[XeTeX] strange results of measuring boxes

Tue Jul 28 17:45:07 CEST 2009

Hi Marcin,

You have run into one of the situations where XeTeX "cheats" slightly  
in its effort to merge OpenType font layout with TeX algorithms!

Here's what is happening: in the font you're using, there is a kern  
defined between the characters "GT" in the OpenType data. XeTeX  
automatically recognizes and uses this. However, when there is a  
discretionary break (such as \-) between the characters, this breaks  
the text sequence that is presented to the OpenType layout system, and  
so the kern is not recognized.

When you put the text into an \hbox to measure it, discretionaries are  
discarded (because the hbox won't be subject to line-breaking), and so  
the kern takes effect. But during normal pararaphing, the  
discretionary node is present in the hlist that is built, and so the  
kern is not seen. After line-breaking, XeTeX removes all the unused  
discretionaries, and reconstructs the words across those (former)  
boundaries, so that ligatures, kerns, or other OpenType effects are  
applied properly.

So line breaks are chosen on the basis of a slightly "false" set of  
measurements, in the case where discretionaries occur at positions  
where OpenType layout effects should also occur. Normally, this is  
unimportant, as the difference in metrics is very slight and the error  
is absorbed into justification/packing of the line boxes. But in your  
case, where you are trying to fit a sequence of characters with no  
flexibility into a precisely-fitted width, it's a problem; the line  
(as measured in the paragraph's hlist) does not fit correctly into the  
(true, final) width, so the potential breakpoint has infinite badness,  
TeX's secondpass and emergencypass come into effect, and in the end  
the hyphenated solution (with an underfull box) is chosen in  
preference to the apparently-overfull line (which would actually have  
been a perfect fit after removal of the unused breakpoint). :(

This issue has always been present in XeTeX, though you seem to be the  
first user to run into a real-life problem as a result -- sorry. (Or  
at least, the first to report it!) As a workaround, I would suggest  
adding a small "fudge factor" to the measured width of the word; a  
little trial and error may be needed to determine how much is needed.

(Another "fix" would be to insert something like \hbox{} at the place  
where the discretionary break occurs, to disable the kern there  
regardless of whether the break is chosen or not.

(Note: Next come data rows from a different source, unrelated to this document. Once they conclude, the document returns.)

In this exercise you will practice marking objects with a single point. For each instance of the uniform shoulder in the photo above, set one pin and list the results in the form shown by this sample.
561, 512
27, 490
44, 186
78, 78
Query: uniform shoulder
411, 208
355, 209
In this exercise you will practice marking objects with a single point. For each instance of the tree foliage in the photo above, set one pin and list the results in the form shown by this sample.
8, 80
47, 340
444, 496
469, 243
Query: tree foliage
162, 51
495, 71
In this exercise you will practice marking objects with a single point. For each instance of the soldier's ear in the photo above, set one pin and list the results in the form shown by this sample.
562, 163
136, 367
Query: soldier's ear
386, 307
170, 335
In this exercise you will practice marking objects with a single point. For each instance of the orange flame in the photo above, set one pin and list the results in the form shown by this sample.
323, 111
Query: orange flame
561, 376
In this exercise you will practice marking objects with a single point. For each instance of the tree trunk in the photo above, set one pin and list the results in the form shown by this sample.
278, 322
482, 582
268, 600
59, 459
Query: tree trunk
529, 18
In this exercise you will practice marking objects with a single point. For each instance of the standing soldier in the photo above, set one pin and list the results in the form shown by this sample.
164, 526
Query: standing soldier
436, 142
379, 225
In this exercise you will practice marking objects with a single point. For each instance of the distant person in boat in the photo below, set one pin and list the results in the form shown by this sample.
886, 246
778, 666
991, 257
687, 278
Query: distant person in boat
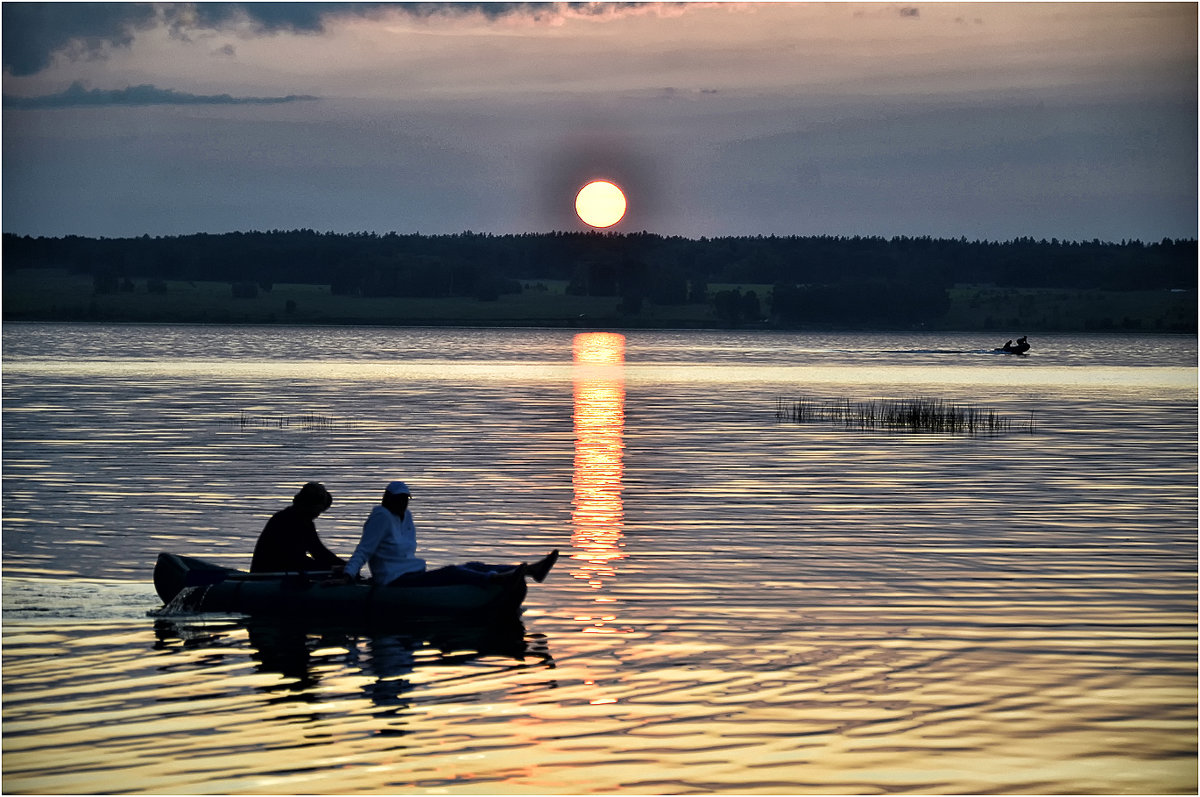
1023, 346
289, 541
389, 547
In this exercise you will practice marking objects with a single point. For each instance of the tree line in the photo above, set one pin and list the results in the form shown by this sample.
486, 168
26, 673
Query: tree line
898, 281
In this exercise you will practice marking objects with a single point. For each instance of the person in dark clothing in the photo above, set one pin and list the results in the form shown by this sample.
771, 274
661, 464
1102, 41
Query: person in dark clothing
289, 541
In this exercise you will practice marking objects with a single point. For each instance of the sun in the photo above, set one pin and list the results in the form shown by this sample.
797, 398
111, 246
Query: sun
600, 203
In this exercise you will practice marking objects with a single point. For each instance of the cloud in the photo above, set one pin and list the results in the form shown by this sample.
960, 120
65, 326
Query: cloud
139, 95
34, 33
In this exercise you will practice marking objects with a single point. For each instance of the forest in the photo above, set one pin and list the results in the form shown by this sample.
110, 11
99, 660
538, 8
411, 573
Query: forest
889, 282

But of course  
disabling kerns is not a nice solution, as the result will be inferior  
letter spacing.)

I'd like to fix this properly sometime, but it requires some care to  
handle the interaction between the TeX and font layers of processing.

JK

On 24 Jul 2009, at 17:13, Marcin Woliński wrote:

> Dear XeTeX Gurus!
>
> In an application I'm trying to set the width of a ‘p’ column in  
> LaTeX
> tabular to the minimal width which will accommodate for a certain  
> word.
> On the TeX level that means I'm measuring the width of an \hbox
> containing the word, than use this value to set \hsize within a \vbox
> (see the attached file).  In pdfTeX this seems to work reliably.  In
> XeTeX the word sometimes gets broken.  As shown in the example, a  
> rather
> large value of \emergencystretch is necessary (however, the default
> value used by multicol is enough to trigger the problem).  The word
> being measured needs to contain a hyphen, either explicit or
> discretionary.  And it seems that XeTeX has to be using OpenType  
> fonts,
> but then the problem is not specific to TeX Gyre Heros used in the
> example.
>
> Can anyone help in understanding the problem?  Questions:
>
> 1. Do you get a similar result on the test file, that is the test word
> fits in one line in the first \vbox, but gets broken in the second?
> (I'm using svn XeTeX 821).
>
> 2. Why does (Xe)TeX find a solution during @secondpass in the first
> case, but has to resort to @emergencypass in the second?  There  
> seems to
> be no overfull in the first \vbox, although the line is reported as
> ‘tight’ in the trace (why?).  So how come the value of  
> \emergencystretch
> influences the second pass???
>
> 3. Do you see a way of overcoming this problem without setting
> \emergencystretch to 0pt?  Narrow columns in a table are the exact  
> case
> where \emergencystretch comes in handy.
>
> 4. Do you see a reliable method of measuring the minimal width I need?
>
> With best
> Marcin
>
> <testmeasurement.pdf><testmeasurement.log><testmeasurement.tex>